Some notes on "Liberty's Daughter"
The current issue of F&SF has one of my stories: "Liberty's Daughter," which is either the first in a series of short stories, or the opening part of a novel (I have a lot more stories to tell about Beck, Thor, and their society.)
The story is set on a seastead. Seasteads are real-ish: they don't exist yet, but there are people who are trying to make them happen. The basic idea behind seasteading is that since all the land is claimed by existing countries, they'll build themselves an island, or a whole bunch of islands, and experiment with government systems the way startup companies experiment with entrepreneurial ideas.
The really cool thing about seasteading, science fictionally speaking, is that it lets me write a colony story in a near-future setting, because the characters don't have to be colonizing other planets.
So that's one piece. As far as the second piece goes -- well, that brings up an interesting story.
I do the grocery shopping, and I always go on the same day and usually at around the same time. This means that over time I get to know the grocery store checkers, and I have a set of favorites. For a long time I had a particular favorite, a woman named Cheryl, and I would always get in her line.

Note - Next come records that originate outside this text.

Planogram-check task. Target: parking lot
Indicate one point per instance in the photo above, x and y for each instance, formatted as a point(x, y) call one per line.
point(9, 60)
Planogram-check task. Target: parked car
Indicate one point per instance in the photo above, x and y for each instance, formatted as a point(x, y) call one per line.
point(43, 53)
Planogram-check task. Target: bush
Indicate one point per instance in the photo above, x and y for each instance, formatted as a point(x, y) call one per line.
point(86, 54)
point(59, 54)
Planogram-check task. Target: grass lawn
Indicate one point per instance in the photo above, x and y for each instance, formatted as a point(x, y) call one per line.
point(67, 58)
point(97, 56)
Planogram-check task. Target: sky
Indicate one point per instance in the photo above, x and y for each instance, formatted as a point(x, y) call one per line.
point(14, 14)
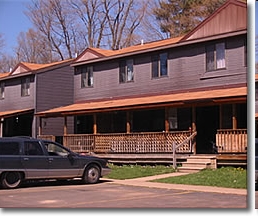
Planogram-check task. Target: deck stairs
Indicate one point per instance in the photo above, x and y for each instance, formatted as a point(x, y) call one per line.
point(195, 163)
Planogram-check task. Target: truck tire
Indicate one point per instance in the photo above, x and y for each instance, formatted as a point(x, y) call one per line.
point(91, 174)
point(11, 180)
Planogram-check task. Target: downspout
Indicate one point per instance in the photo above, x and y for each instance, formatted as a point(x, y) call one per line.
point(1, 127)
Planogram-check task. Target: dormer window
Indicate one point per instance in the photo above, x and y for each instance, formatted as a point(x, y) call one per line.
point(159, 65)
point(126, 73)
point(215, 57)
point(2, 86)
point(25, 87)
point(86, 76)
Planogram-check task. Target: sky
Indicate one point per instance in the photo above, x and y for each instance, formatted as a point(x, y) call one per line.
point(12, 22)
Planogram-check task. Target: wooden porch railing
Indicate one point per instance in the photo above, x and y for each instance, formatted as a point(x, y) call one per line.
point(160, 142)
point(231, 141)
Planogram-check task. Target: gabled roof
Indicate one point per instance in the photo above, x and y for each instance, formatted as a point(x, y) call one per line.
point(230, 17)
point(26, 66)
point(10, 113)
point(92, 53)
point(5, 74)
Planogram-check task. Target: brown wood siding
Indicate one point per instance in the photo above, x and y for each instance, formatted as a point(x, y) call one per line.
point(55, 89)
point(186, 70)
point(13, 99)
point(230, 19)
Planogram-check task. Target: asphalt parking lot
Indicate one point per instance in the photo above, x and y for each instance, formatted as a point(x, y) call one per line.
point(109, 194)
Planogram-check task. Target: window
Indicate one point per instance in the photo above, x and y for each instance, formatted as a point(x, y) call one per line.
point(87, 76)
point(126, 71)
point(245, 53)
point(25, 87)
point(55, 150)
point(9, 148)
point(32, 148)
point(172, 118)
point(2, 85)
point(215, 57)
point(159, 65)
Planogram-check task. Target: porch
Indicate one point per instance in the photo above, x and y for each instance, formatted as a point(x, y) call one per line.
point(158, 147)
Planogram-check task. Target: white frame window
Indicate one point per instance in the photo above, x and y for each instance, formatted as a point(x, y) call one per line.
point(25, 87)
point(215, 56)
point(86, 76)
point(126, 72)
point(2, 90)
point(159, 65)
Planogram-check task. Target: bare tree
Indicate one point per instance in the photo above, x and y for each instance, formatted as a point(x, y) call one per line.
point(123, 18)
point(52, 18)
point(32, 47)
point(92, 21)
point(177, 17)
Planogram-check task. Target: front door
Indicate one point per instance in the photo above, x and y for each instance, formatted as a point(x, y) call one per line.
point(207, 123)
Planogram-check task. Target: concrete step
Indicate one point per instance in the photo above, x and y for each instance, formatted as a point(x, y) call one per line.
point(198, 160)
point(196, 164)
point(190, 169)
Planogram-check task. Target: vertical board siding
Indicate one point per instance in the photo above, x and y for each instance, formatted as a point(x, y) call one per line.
point(13, 99)
point(55, 89)
point(186, 70)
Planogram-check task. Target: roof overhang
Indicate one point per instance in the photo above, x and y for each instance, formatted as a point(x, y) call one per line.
point(11, 113)
point(226, 95)
point(172, 45)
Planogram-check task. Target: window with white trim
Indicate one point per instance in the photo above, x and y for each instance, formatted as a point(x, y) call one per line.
point(159, 65)
point(126, 73)
point(25, 87)
point(86, 76)
point(215, 57)
point(2, 89)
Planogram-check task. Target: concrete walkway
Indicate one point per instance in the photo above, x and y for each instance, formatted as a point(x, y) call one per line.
point(145, 182)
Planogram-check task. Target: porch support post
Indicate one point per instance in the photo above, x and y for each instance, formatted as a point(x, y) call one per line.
point(128, 122)
point(65, 125)
point(95, 123)
point(220, 116)
point(40, 126)
point(234, 116)
point(194, 128)
point(166, 119)
point(1, 126)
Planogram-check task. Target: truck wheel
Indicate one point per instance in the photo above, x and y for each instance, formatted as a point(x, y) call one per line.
point(91, 174)
point(11, 180)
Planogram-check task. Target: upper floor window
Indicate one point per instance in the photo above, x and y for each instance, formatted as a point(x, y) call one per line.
point(159, 65)
point(25, 87)
point(86, 76)
point(215, 57)
point(126, 71)
point(2, 86)
point(245, 53)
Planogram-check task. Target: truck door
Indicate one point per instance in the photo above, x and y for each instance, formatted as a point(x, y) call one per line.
point(34, 160)
point(61, 165)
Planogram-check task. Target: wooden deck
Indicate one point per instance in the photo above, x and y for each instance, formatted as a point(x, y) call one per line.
point(157, 148)
point(238, 160)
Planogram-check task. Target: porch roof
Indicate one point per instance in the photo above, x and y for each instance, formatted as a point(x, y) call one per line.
point(11, 113)
point(176, 99)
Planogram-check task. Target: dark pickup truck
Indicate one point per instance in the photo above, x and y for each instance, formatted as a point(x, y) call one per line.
point(256, 162)
point(23, 158)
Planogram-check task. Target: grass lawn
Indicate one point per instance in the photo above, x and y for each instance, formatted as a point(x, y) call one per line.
point(137, 171)
point(228, 177)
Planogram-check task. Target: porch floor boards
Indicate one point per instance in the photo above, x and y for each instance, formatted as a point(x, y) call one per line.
point(222, 159)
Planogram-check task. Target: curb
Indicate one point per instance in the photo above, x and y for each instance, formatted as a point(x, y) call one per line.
point(145, 182)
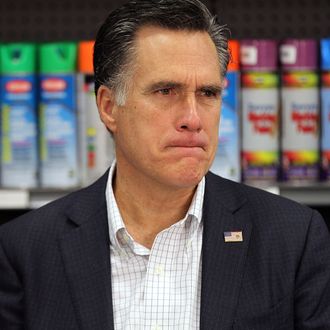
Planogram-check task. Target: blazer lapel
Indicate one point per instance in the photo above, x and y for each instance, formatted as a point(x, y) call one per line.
point(86, 256)
point(222, 262)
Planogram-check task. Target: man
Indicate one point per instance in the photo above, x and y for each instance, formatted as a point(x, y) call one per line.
point(158, 242)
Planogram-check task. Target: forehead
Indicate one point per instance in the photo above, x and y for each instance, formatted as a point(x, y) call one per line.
point(176, 53)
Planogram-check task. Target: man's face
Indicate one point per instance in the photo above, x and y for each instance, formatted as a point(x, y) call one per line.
point(167, 131)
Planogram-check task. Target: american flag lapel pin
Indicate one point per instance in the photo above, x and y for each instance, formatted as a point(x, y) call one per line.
point(233, 236)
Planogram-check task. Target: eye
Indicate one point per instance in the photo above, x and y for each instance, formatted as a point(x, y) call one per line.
point(165, 91)
point(210, 93)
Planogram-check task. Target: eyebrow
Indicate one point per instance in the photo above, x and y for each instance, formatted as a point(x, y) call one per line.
point(216, 88)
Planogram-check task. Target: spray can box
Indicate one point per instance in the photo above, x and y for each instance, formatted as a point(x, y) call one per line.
point(19, 158)
point(96, 144)
point(260, 112)
point(325, 109)
point(300, 111)
point(58, 116)
point(227, 158)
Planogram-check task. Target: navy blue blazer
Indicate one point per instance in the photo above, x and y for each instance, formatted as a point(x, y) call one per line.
point(55, 263)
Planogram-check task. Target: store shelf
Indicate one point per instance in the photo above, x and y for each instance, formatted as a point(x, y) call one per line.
point(30, 199)
point(312, 195)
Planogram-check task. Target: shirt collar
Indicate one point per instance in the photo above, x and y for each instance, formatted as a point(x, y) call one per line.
point(116, 223)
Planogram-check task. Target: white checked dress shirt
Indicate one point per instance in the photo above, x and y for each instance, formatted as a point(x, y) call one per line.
point(158, 288)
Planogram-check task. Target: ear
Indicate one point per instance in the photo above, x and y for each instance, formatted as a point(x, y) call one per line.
point(107, 107)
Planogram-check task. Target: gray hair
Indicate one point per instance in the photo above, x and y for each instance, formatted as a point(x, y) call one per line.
point(114, 48)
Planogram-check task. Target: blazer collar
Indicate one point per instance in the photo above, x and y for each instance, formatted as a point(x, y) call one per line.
point(85, 252)
point(222, 262)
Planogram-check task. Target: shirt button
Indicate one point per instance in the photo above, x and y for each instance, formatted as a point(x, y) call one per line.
point(156, 327)
point(159, 270)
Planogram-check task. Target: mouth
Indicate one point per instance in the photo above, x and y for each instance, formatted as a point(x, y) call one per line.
point(188, 144)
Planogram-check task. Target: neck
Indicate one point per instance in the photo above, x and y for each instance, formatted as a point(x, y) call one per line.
point(147, 209)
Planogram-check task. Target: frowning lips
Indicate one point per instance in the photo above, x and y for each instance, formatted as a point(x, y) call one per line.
point(188, 142)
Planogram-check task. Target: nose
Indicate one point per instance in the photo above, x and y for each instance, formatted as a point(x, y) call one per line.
point(188, 116)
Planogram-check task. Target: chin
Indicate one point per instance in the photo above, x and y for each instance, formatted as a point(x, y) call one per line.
point(189, 175)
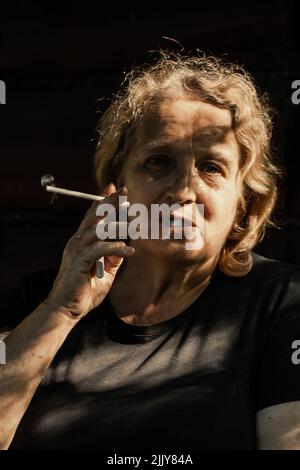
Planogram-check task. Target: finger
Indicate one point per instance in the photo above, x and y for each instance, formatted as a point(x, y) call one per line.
point(112, 198)
point(102, 248)
point(104, 230)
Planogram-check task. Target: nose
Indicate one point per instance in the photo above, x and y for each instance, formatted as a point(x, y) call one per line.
point(182, 187)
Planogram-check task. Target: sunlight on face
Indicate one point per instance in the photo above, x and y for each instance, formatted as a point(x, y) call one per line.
point(185, 152)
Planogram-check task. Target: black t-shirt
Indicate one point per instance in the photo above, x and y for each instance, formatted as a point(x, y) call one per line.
point(192, 382)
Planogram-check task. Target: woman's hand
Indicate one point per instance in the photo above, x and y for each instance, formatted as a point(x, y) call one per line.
point(76, 289)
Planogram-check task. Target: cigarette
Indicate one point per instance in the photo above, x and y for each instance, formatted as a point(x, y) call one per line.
point(68, 192)
point(47, 182)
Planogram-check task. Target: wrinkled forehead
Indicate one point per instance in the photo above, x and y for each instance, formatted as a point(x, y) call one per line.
point(183, 120)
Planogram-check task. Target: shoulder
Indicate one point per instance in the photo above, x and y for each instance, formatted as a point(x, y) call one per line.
point(271, 279)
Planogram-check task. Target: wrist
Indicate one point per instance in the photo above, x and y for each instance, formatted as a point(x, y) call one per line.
point(60, 314)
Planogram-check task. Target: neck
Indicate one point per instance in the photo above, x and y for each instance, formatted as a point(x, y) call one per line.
point(157, 289)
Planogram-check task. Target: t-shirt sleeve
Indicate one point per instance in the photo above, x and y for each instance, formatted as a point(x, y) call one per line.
point(278, 371)
point(24, 298)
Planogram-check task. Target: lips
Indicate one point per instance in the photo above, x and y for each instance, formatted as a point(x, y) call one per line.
point(176, 220)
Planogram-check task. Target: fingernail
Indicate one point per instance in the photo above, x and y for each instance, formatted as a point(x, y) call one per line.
point(123, 190)
point(130, 250)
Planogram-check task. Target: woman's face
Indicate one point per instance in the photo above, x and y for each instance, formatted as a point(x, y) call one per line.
point(184, 151)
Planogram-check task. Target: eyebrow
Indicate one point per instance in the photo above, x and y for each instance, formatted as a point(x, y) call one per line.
point(215, 155)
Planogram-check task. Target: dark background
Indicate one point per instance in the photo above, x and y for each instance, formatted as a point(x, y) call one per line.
point(61, 63)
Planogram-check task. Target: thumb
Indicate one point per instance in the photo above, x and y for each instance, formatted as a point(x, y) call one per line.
point(109, 189)
point(112, 264)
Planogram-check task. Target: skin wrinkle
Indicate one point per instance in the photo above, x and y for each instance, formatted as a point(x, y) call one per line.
point(176, 276)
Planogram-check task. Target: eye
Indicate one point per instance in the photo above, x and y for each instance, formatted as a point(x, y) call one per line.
point(210, 168)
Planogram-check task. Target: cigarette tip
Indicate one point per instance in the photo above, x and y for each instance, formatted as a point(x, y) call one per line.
point(47, 180)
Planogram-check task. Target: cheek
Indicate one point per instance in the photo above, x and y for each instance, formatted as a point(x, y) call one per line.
point(221, 206)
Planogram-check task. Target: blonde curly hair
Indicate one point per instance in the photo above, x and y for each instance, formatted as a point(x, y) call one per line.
point(223, 84)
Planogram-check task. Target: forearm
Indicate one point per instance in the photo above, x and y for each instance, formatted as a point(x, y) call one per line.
point(30, 349)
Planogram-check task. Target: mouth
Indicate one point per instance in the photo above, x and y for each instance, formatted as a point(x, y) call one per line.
point(176, 220)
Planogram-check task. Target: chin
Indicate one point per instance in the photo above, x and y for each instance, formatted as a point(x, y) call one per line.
point(174, 250)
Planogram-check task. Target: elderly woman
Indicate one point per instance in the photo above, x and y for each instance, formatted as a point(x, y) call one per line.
point(172, 348)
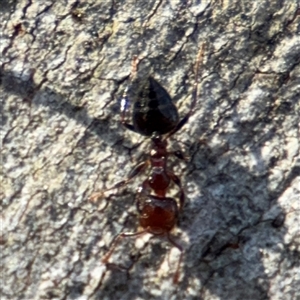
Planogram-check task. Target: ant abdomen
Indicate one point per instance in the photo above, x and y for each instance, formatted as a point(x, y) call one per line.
point(158, 215)
point(154, 110)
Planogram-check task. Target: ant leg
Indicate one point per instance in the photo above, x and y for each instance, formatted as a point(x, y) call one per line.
point(179, 247)
point(177, 181)
point(117, 240)
point(194, 94)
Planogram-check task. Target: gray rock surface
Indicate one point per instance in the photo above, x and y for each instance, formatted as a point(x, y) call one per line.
point(64, 65)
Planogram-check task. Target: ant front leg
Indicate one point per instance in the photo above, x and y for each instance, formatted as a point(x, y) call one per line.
point(177, 181)
point(125, 102)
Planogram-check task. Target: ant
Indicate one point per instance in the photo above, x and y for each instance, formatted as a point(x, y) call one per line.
point(154, 115)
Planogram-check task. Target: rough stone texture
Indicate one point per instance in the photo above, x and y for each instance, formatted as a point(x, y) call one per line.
point(64, 65)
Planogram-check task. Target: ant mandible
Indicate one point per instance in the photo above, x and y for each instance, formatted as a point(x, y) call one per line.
point(154, 115)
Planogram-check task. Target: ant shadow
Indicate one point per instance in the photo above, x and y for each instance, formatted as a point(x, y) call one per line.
point(222, 223)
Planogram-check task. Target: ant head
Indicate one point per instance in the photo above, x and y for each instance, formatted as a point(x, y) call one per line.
point(157, 140)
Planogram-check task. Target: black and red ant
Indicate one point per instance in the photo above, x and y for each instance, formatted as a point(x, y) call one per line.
point(154, 115)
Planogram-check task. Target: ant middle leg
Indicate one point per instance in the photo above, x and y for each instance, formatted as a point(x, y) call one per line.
point(179, 247)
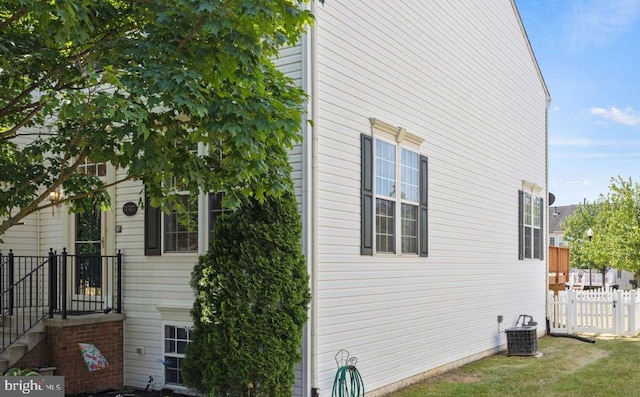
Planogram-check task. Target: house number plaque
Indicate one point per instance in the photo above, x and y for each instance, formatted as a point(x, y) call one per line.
point(130, 208)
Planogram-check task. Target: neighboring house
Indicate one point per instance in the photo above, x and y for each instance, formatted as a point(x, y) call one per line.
point(557, 215)
point(421, 186)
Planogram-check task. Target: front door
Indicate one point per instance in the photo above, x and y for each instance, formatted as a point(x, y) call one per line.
point(88, 271)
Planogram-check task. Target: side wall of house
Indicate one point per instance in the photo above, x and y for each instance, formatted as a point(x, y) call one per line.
point(460, 76)
point(21, 238)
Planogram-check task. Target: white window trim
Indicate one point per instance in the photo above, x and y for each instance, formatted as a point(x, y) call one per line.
point(176, 324)
point(400, 138)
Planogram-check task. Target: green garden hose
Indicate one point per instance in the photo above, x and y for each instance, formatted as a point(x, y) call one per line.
point(348, 382)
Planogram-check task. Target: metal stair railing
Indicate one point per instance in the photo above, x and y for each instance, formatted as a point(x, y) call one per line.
point(24, 297)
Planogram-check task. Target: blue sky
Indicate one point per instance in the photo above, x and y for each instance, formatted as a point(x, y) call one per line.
point(589, 54)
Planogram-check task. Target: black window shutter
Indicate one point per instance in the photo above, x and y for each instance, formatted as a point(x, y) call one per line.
point(423, 220)
point(152, 232)
point(542, 239)
point(366, 192)
point(520, 225)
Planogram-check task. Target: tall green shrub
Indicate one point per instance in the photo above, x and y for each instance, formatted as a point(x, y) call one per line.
point(251, 303)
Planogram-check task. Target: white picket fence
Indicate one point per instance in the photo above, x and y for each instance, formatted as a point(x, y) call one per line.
point(604, 311)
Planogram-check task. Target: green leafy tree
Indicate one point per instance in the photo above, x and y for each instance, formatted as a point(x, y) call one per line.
point(614, 220)
point(624, 229)
point(590, 252)
point(251, 303)
point(139, 84)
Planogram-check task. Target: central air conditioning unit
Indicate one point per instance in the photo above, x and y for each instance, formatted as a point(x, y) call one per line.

Because I was a regular, Cheryl was chatty with me, and I knew a bit about her life. For instance, I knew that she'd saved for retirement, at one point, but had been forced to liquidate the savings in order to pay for a bunch of medical bills when her son became seriously ill as a teenager. (This came up because we were discussing tax deductions.) She worked two jobs -- one at the grocery store, one at a gas station some distance away. She worried about being fired for spurious reasons, even though she'd worked at the grocery store for years.
Then one day, she vanished.
I didn't ask about her right away; sometimes schedules get shifted around, or people get sick, or whatever. The second week I was there that she wasn't, I asked a bagger, and he said he thought she was on vacation. I found this surprising but didn't pursue it. A week later I asked again and the grocery store checker looked right at me and said, "who?"
I said, "Cheryl. She's white, wears her hair in a bun, has a wrist brace..."
Completely blank look. "The only person I know who wears wrist braces is Kay." (Another long-time checker: she's Asian. Obviously not the person I was asking about.)
I got the same blank look from everyone I asked. It was unnerving, and I assumed that she had been fired, probably for something stupid, and everyone else was forbidden to talk about it and were afraid of being fired, too. Loading up my groceries, I thought about how much corporations resembled a fascist state. Punishments are swift, disproportionate, and applied unpredictably. People disappear, and you aren't allowed to talk about it. There's no freedom of the press, so everyone relies on gossip (but there's no freedom of speech, either, so the gossip is covert.) Admittedly, when you disappear, you just lose your job, instead of being shipped off to a gulag for the rest of your life. If corporations ran everything, though, you COULD wind up in a gulag of sorts.
I packed my groceries into my minivan and put away my cart, pondering the missing-person plot and the character who'd go looking, and things started to fall into place for the story.
But there's a coda to this that's sort of hilarious.
I have a new regular checker, and a couple of months back I asked him about Cheryl, saying that she was my regular checker for ages and then one day -- probably two years ago now -- she disappeared.
"Oh," the guy said, scanning cereal, "she moved to another store, in one of the suburbs. Maple Grove, I think."
"She did?!" I said. "People acted like they'd never heard of her before when I asked about her."
"There was a customer who was stalking her," he said. "Threatening her. Some creepy guy. She was pretty scared. I don't know what's wrong with some people."
And suddenly the blank looks and stonewalling I'd gotten looked completely different.